Toutefois, si le Concile a renoncé à l’« est » de l’identification absolue – corpus christi est ecclesia Romana catholica – pour le remplacer par le verbe « subsistit in » d’acception plus large – Haec ecclesia subsistit in ecclesia catholica – c’est pour manifester que cette identification de l’Eglise du Christ avec l’Eglise catholique romaine n’implique nullement qu’en dehors de l’Eglise catholique, il n’y ait rien. Le Pape Jean-Paul II l’a redit avec force dans son Encyclique Ut Unum sint (n°13) : « En dehors des limites de la communauté catholique, il n'y pas un vide ecclésial. De nombreux éléments de grande valeur qui, dans l'Eglise catholique, s'intègrent dans la plénitude des moyens de salut et des dons de grâce qui font l'Eglise, se trouvent aussi dans les autres Communautés chrétiennes. »

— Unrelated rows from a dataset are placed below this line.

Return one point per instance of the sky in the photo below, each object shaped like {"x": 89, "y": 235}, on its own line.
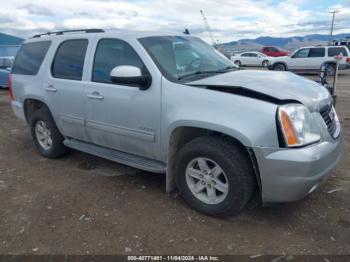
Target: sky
{"x": 228, "y": 19}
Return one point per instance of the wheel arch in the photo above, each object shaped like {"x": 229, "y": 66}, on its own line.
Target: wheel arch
{"x": 30, "y": 105}
{"x": 181, "y": 135}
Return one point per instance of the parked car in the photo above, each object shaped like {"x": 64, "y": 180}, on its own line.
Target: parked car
{"x": 251, "y": 59}
{"x": 342, "y": 42}
{"x": 274, "y": 51}
{"x": 312, "y": 58}
{"x": 5, "y": 68}
{"x": 221, "y": 135}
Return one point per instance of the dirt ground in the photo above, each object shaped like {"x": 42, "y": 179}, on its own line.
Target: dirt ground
{"x": 82, "y": 204}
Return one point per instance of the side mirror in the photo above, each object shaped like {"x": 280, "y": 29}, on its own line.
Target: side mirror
{"x": 131, "y": 76}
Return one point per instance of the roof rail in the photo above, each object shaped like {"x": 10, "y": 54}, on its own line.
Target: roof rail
{"x": 70, "y": 31}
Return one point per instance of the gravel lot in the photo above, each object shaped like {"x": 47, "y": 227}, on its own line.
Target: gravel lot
{"x": 82, "y": 204}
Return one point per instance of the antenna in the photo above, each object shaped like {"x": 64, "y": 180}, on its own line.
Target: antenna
{"x": 205, "y": 20}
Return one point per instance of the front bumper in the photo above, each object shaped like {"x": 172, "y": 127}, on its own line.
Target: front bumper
{"x": 291, "y": 174}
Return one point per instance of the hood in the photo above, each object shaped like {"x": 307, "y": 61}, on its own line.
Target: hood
{"x": 278, "y": 85}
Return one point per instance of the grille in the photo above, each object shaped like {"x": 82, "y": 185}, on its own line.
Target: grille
{"x": 326, "y": 113}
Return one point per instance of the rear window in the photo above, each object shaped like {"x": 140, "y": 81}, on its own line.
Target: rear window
{"x": 69, "y": 60}
{"x": 30, "y": 57}
{"x": 334, "y": 51}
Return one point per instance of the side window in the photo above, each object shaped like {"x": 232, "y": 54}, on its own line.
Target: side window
{"x": 69, "y": 59}
{"x": 111, "y": 53}
{"x": 7, "y": 63}
{"x": 317, "y": 52}
{"x": 334, "y": 51}
{"x": 302, "y": 53}
{"x": 30, "y": 57}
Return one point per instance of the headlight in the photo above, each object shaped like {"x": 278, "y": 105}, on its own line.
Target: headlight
{"x": 298, "y": 125}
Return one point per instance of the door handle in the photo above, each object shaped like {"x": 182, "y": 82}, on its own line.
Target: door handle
{"x": 51, "y": 88}
{"x": 95, "y": 95}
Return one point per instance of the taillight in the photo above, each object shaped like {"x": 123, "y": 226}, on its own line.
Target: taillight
{"x": 10, "y": 87}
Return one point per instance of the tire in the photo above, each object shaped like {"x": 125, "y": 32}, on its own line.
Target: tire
{"x": 40, "y": 122}
{"x": 331, "y": 69}
{"x": 238, "y": 63}
{"x": 237, "y": 175}
{"x": 279, "y": 67}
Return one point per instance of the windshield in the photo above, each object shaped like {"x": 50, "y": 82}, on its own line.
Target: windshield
{"x": 184, "y": 58}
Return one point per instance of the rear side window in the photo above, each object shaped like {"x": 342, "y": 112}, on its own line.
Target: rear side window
{"x": 30, "y": 57}
{"x": 69, "y": 60}
{"x": 334, "y": 51}
{"x": 317, "y": 52}
{"x": 111, "y": 53}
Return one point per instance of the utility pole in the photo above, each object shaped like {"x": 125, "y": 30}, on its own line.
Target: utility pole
{"x": 332, "y": 25}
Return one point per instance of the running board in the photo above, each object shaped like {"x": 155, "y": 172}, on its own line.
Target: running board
{"x": 117, "y": 156}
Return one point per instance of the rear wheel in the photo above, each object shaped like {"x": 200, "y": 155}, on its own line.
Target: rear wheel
{"x": 279, "y": 67}
{"x": 214, "y": 176}
{"x": 46, "y": 136}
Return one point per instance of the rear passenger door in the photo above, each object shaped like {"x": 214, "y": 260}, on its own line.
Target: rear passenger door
{"x": 65, "y": 87}
{"x": 118, "y": 116}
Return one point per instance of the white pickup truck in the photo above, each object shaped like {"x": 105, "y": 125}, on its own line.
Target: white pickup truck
{"x": 312, "y": 58}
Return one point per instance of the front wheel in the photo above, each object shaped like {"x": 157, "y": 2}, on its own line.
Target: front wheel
{"x": 265, "y": 63}
{"x": 214, "y": 176}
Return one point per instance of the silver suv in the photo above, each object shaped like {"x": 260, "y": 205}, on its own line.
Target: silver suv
{"x": 172, "y": 104}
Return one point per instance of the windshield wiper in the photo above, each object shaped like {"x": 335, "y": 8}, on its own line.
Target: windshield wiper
{"x": 219, "y": 71}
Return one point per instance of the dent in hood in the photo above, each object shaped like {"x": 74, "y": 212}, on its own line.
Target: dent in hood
{"x": 280, "y": 86}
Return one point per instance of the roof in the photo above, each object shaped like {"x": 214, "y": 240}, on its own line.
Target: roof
{"x": 10, "y": 40}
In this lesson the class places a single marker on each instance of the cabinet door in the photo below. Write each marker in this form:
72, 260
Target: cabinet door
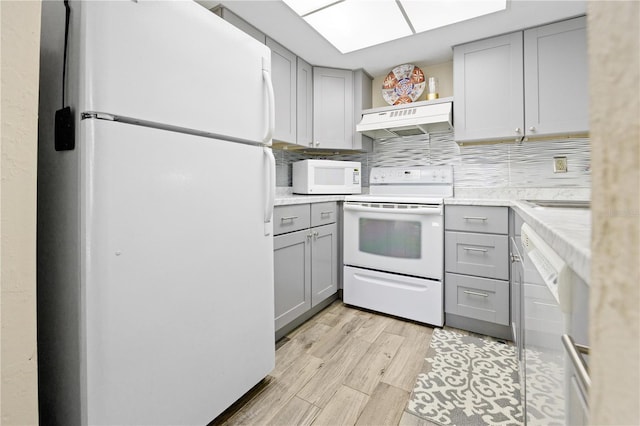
324, 262
292, 276
361, 100
488, 87
556, 79
305, 104
333, 125
283, 74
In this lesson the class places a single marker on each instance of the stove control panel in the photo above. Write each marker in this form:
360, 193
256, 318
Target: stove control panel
411, 175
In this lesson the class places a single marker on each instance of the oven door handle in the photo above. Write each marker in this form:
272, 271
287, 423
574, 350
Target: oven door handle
425, 210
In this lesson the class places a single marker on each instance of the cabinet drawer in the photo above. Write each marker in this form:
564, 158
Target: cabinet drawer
493, 220
479, 298
323, 213
484, 255
290, 218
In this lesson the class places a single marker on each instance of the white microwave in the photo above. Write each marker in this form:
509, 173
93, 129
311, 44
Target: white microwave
326, 177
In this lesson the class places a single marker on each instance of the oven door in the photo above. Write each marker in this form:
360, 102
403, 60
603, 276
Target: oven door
395, 237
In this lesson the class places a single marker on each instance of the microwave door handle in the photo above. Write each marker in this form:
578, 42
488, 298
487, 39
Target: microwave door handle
424, 210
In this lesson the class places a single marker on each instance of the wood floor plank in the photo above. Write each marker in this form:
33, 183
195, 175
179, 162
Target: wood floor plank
342, 333
291, 351
266, 404
295, 412
321, 387
398, 326
372, 328
367, 374
385, 406
409, 359
343, 408
329, 318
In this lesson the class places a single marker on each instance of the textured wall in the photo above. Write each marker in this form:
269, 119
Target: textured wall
20, 56
614, 67
498, 166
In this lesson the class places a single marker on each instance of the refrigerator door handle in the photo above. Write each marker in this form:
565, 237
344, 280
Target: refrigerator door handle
271, 106
270, 190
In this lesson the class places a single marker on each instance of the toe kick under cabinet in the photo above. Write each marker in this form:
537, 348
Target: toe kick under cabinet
305, 248
477, 269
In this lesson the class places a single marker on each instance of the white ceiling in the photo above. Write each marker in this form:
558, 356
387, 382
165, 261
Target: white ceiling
275, 19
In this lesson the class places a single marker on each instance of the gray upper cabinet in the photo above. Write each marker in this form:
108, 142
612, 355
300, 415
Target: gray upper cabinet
284, 71
556, 78
531, 83
361, 101
238, 22
487, 80
333, 113
305, 104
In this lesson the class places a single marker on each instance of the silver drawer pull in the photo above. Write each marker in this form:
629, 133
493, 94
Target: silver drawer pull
475, 293
475, 249
575, 353
474, 218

Le verbe « subsister », finalement retenu par les Pères conciliaires, entend donc exprimer qu’en dehors des structures de l’Eglise Catholique romaine, dans les autres Eglises ou Communautés ecclésiales, se trouvent « de nombreux éléments de sanctification et de vérité » (Lumen Gentium, n°8). « Ces communautés ont ainsi sans aucun doute un caractère ecclésial et une valeur salvifique conséquente ». Ces Eglises et Communautés séparées « ne sont nullement dépourvue de signification et de valeur dans le mystère du salut. L’Esprit du Christ en effet ne refuse pas de se servir d’elles comme de moyens de salut » (cf. Unitatis redintegratio, n°3). Plus encore, l’Eglise catholique reconnaît que « tout ce qui est accompli par la grâce de l’Esprit Saint dans nos frères séparés peut contribuer à notre édification » (Decret sur l’œcuménisme, 4). Et le Pape Jean-Paul II reconnaissait qu’en « tant qu’Eglise catholique, nous avons conscience d’avoir reçu beaucoup du témoignage, des recherches et même de la manière dont ont été soulignés et vécus par les autres Eglises et Communautés ecclésiales certains biens communs aux chrétiens » (Ut Unum Sint, n° 87). Mais il convient de préciser que leur « force dérive de la plénitude de grâces et de vérité qui a été confié à l’Eglise catholique » (Unitatis redintegratio, n°3). Comme l'affirmait le Pape Pie XI à ce sujet : « Les parcelles détachées d’une roche aurifère sont aurifères elles-aussi ».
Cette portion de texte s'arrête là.